Carbon Tax

Edmonton Journal: January 2019: “The carbon levy has become a political punching bag for politicians and journalists that want to win votes and sell newspapers. This is very unfortunate as the levy — which has been in place for almost two years now — hasn’t damaged the economy or cost jobs.” Joshua Buck

https://environmentaldefence.ca/wp-content/uploads/2018/12/Alberta-Carbon-Pricing-Report-EDC.pdf

Buck arrives at these conclusions by considering economic data for 2017, what they found was that in 2017 key economic indicators, including gross domestic product (GDP), weekly earnings, and the unemployment rate. What they found was that in 2017 Alberta grew at a rate of 4.9 per cent, wages were up, and unemployment was down. Conclusion? The carbon levy did not hinder Alberta’s economy.

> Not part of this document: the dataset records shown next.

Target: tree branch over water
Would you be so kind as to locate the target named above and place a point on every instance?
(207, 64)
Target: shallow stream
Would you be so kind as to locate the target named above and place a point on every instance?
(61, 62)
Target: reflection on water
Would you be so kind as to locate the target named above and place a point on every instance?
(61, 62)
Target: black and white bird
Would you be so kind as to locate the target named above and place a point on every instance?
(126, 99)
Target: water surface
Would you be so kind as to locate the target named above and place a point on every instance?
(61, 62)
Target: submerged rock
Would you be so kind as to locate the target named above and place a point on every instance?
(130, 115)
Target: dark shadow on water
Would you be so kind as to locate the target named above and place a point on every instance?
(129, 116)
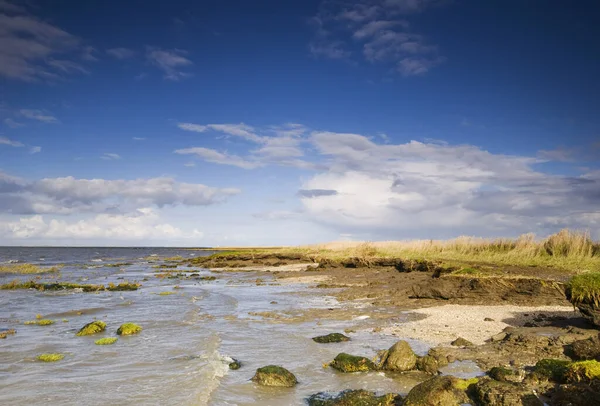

I am inclined to agree with this view. What about you?

Wither the Price of Oil

U.S. crude oil production exceeded 10 million barrels per day (b/d) as of November 2017. That was the first time since 1970 that monthly U.S. production levels surpassed 10 million b/d. Steadily increasing oil and gas production in the USA has been a factor in the lowered price of oil (since about 2015). Strictly speaking, one would not view American output as over-production (they still need to import oil to meet their needs). But that level of production takes enough of a bite out of the volume of oil sold that OPEC decided to increase their production, thus lowering profits of the expensive-to-produce North American hydrocarbons.

The lowered prices have not affected the USA production, which averaged 10.93 million b/d in 2018, but is has been a gut-punch to Canadian production and particularly to our most voluminous resource, heavy oil. With the differential considered, it is difficult to imagine what world price is needed to make Alberta work again.

Here is a graph of US oil prices. Alberta did pretty well from 2000 all the way to 2015. The 2009 drop did slow things down for a year, but that was short lived as oil returned to $90 / barrel.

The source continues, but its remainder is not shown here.